# Decomposition of sets without arithmetic progressions

This is consequence of my earlier post. I am not very happy with earlier replies of my post. I hope, I will get good response for this post. With lot of hope, I am sending the following problem and I want to learn the best from the experts. Please discuss/prove the following one. Thank you.

Let $A$ be a subset of $\{1,2, \dots,8\}$ containing no Arithmetic Progression. Then one of the following Two must be hold:

1. $|A \cap\{3, 5\}|\le 1$ and $|A \cap\{1, 2, 4, 6, 7, 8\}|\le 1$.
2. $|A \cap \{4, 6\}|\le 1$ and $|A \cap\{1, 2, 3, 5, 7, 8\}|\le 1$.

Let A be a subset of $\{1, 2, \dots,10\}$ containing no Arithmetic Progression. Then one of $|A \cap \{1, 2, \dots,7\}|$ and $|A \cap \{4, 5, \dots, 10\}|$ is at most $3$.

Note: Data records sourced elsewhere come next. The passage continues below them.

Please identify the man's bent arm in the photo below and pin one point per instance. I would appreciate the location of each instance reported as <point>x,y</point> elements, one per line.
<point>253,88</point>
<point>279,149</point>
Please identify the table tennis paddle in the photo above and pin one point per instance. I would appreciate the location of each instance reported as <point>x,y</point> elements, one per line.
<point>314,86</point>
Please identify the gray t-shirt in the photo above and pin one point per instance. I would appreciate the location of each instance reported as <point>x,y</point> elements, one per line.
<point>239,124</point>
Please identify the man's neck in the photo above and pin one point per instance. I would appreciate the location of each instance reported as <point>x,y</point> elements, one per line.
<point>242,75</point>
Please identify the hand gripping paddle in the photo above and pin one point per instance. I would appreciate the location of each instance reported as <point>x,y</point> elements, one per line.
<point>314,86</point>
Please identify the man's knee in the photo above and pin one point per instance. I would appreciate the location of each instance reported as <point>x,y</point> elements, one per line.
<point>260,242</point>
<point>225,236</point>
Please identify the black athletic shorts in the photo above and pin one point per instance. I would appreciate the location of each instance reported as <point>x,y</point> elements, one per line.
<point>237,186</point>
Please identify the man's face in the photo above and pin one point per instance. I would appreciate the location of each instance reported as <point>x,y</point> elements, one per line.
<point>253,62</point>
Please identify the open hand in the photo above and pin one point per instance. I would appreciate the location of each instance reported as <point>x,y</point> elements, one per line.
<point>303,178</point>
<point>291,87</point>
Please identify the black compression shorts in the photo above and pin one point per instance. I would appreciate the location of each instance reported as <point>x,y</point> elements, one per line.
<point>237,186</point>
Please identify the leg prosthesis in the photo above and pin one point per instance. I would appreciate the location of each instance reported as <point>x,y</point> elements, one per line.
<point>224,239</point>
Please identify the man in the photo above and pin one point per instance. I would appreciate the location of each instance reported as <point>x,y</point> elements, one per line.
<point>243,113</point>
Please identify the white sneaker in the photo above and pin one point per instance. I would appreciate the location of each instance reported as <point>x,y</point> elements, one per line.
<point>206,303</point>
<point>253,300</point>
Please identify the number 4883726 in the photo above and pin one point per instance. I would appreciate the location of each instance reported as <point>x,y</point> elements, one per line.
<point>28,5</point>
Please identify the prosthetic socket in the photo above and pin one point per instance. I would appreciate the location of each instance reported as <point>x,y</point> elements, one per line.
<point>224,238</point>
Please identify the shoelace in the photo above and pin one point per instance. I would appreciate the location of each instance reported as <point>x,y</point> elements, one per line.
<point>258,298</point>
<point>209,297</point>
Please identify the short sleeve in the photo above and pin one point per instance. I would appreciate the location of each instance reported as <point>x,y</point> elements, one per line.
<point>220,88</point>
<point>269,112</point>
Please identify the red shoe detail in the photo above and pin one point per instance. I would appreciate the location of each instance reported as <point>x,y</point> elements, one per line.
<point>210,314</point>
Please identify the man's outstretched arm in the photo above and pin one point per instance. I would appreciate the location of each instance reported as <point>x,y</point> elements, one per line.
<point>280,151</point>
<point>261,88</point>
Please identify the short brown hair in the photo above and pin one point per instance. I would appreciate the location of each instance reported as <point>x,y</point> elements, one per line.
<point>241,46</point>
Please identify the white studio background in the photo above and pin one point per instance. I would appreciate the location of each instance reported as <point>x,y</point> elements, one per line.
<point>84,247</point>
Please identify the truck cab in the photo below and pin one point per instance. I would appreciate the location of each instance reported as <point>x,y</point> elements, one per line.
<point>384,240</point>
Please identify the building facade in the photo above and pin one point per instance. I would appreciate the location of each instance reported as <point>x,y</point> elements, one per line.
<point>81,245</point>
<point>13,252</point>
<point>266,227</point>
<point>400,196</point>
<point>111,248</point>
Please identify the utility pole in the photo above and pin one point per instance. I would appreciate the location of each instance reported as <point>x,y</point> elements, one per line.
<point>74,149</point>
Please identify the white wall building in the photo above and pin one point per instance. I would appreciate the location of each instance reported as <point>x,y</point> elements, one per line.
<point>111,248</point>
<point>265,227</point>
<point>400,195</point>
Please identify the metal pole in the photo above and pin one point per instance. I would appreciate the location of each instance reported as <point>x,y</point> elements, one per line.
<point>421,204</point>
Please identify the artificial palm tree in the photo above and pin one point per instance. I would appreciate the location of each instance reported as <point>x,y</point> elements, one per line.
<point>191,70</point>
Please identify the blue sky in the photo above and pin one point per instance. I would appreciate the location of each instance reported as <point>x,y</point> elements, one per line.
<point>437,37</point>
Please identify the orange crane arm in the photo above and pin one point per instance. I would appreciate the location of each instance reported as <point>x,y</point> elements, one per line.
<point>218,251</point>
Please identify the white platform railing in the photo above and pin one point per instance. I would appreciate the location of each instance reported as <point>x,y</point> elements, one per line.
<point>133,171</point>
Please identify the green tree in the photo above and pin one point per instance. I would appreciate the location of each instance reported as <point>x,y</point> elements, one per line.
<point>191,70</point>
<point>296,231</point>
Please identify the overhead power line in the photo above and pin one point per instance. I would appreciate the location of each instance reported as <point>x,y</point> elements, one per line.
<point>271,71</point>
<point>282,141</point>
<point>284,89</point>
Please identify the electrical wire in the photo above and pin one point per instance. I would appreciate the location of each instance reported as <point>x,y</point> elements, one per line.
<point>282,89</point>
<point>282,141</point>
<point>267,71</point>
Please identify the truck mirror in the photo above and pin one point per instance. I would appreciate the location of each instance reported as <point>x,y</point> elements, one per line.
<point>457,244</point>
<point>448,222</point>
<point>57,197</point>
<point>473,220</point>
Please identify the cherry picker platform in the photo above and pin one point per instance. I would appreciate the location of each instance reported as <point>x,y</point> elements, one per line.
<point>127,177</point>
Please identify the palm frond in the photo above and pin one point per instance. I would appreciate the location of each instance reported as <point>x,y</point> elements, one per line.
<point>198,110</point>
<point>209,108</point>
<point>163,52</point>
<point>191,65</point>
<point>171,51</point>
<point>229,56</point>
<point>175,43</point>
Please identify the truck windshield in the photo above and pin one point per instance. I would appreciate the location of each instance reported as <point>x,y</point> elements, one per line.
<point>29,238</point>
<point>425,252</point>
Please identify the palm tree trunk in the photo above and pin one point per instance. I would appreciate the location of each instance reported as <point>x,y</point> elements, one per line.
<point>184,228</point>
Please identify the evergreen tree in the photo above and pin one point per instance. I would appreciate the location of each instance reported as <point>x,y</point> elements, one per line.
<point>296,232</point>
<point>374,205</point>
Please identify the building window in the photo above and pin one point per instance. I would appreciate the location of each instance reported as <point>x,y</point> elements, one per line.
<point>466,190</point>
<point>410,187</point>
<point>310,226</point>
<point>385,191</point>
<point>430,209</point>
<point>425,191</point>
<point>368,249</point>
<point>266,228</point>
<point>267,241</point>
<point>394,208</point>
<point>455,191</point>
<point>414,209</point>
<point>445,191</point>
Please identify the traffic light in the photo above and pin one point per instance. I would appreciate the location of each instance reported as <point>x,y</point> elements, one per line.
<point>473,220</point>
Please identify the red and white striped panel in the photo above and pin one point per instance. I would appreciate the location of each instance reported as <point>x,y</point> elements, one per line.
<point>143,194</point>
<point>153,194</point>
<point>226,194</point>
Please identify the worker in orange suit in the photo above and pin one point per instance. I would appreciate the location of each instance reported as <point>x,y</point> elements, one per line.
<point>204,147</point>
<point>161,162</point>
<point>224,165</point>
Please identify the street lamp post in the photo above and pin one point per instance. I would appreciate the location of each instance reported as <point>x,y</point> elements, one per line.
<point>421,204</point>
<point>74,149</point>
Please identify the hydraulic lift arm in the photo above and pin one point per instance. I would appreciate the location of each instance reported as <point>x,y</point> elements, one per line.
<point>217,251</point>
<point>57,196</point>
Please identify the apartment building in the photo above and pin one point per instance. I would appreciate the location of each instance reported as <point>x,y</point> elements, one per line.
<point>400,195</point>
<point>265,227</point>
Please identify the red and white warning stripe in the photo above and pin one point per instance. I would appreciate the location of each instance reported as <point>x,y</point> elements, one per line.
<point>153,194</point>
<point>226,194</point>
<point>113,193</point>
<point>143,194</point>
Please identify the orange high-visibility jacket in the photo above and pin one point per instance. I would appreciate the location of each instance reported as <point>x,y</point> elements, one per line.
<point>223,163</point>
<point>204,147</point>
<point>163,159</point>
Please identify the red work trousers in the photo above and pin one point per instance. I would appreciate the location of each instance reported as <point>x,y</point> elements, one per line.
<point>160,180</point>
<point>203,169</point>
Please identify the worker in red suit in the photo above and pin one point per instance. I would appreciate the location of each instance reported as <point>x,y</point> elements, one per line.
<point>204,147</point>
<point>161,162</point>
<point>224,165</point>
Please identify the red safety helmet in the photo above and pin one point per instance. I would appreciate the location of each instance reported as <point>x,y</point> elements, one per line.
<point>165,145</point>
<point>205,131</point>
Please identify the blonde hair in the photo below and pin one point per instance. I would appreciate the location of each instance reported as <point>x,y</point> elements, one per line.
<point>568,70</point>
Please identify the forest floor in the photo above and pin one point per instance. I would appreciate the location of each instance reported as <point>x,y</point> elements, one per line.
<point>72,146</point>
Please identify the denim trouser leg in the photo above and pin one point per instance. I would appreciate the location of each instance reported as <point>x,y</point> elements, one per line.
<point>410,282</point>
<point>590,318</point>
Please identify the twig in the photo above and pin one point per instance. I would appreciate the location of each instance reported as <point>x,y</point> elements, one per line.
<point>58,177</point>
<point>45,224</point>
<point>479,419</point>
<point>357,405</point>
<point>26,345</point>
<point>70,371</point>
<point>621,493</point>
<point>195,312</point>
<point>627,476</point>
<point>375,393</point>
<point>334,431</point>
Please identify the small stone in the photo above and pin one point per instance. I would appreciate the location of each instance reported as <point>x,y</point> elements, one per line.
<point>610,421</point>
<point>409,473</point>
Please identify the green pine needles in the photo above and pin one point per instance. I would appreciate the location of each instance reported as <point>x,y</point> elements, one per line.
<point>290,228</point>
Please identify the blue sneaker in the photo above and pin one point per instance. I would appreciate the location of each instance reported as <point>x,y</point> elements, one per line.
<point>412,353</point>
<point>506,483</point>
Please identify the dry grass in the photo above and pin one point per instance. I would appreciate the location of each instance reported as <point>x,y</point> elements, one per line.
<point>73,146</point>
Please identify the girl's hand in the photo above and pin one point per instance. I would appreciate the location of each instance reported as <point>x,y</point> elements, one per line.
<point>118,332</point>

Let $A$ be a subset of $\{1,2,\dots,13\}$ containing no Arithmetic Progression. Then one of the following Two must be hold:

1. $|A \cap \{1, 2, 3, 4, 6\}|\le 3$ and $|A \cap \{5, 7, 8, 9, 10, 11, 12, 13\}|\le 4$.
2. $|A \cap\{8, 10, 11, 12, 13\}|\le 3$ and $|A \cap \{1, 2, 3, 4, 5, 6, 7, 9\}|\le 4$.

Thank you all.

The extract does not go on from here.